By the Editor: Siddharth Sehgal
Just as we are moving towards the end of “second wave” and hoping this wave will not resurge after unlock. The focus has returned to the same old dirty tricks and political gossiping on news media over the next assembly elections in the state of Uttar Pradesh.
Rather than asking questions about the state of preparation for the third wave and readiness of our health infrastructure. News channels are busy speculating if New Delhi would change the CM face in Lucknow or how many seats can the BJP win. TV anchors run reports on election strategy, whose conspiring against whom and who will be promoted or demoted in the ranks of the saffron brigade; it’s like a circus that goes on and on in the name of news but I sometimes wonder if this hyperactivity over elections in UP is really needed now? Have we forgotten that barely a month or two ago bodies were floating in the rivers of Uttar Pradesh and people were scouring for oxygen and medicines?
Given we may have assembly elections sometime around Feb or March next year, how prepared are we today to fight the third wave? As per news reports, there is a plan of setting up around 416 Oxygen plants in the state of which 72 have been installed but will they be enough if the third wave hits us during or before the assembly elections? Shouldn’t there be media reports on the progress of these plants and the claims government is making? As per MyGov data, in UP around 2.98 Crore people have been vaccinated of which 2.56 Crore got the first does while only 42 lakh got the second one. Can someone explain why only about 15% of the inoculated population in the state got the second dose? Many experts believe that only one does may not be enough to counter the newly reported variant, the delta plus. The state govt. has only now woken up to the threat and has given orders for genome sequencing. The thing is does Uttar Pradesh have enough time to prepare for the third wave before it goes into assembly elections? What if the wave came early?

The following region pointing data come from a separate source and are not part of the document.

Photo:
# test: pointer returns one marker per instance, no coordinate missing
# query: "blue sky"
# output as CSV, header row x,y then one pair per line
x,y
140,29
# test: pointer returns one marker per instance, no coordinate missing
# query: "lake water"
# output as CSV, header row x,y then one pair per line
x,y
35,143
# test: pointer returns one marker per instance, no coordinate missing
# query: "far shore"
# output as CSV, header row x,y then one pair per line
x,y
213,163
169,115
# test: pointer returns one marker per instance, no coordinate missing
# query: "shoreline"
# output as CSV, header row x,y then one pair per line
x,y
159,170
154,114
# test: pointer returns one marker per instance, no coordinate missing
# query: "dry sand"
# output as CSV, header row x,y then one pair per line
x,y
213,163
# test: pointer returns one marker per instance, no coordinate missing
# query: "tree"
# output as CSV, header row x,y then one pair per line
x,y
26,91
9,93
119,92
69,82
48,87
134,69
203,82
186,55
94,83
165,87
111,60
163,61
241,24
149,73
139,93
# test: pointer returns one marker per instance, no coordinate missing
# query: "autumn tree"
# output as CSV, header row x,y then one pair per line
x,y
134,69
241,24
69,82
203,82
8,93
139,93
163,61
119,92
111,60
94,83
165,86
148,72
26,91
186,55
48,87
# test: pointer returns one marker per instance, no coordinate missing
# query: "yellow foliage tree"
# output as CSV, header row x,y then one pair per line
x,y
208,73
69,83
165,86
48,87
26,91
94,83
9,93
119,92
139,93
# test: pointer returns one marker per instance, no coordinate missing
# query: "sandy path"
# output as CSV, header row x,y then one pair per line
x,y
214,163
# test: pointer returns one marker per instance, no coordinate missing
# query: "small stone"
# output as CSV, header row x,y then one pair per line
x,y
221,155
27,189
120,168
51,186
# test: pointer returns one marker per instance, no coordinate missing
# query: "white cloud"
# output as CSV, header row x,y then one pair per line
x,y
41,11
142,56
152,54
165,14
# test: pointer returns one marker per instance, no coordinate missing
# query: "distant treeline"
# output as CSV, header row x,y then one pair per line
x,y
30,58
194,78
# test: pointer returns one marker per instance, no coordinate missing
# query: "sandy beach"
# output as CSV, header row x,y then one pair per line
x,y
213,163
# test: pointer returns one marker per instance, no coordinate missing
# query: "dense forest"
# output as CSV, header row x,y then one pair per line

But the biggest question of all is that can Election Commission be trusted to conduct elections safely. During and after the Panchayat Election in the rural areas of UP, against the advice of experts and common sense, the second wave took a deadly toll. Given the Madras High Court’s acerbic observation on Election Commission, there is doubt that elections in UP can be safely conducted without running the risk of infections. With an abysmally poor health infrastructure in state that cannot be reasonably assumed to be in fighting capacity before the next wave presents itself, it raises serious questions on the safety of elections due to be conducted next year.
The media should do its job to ask tough questions but given its reputation, accountability and responsibility are things too much to ask for from our media.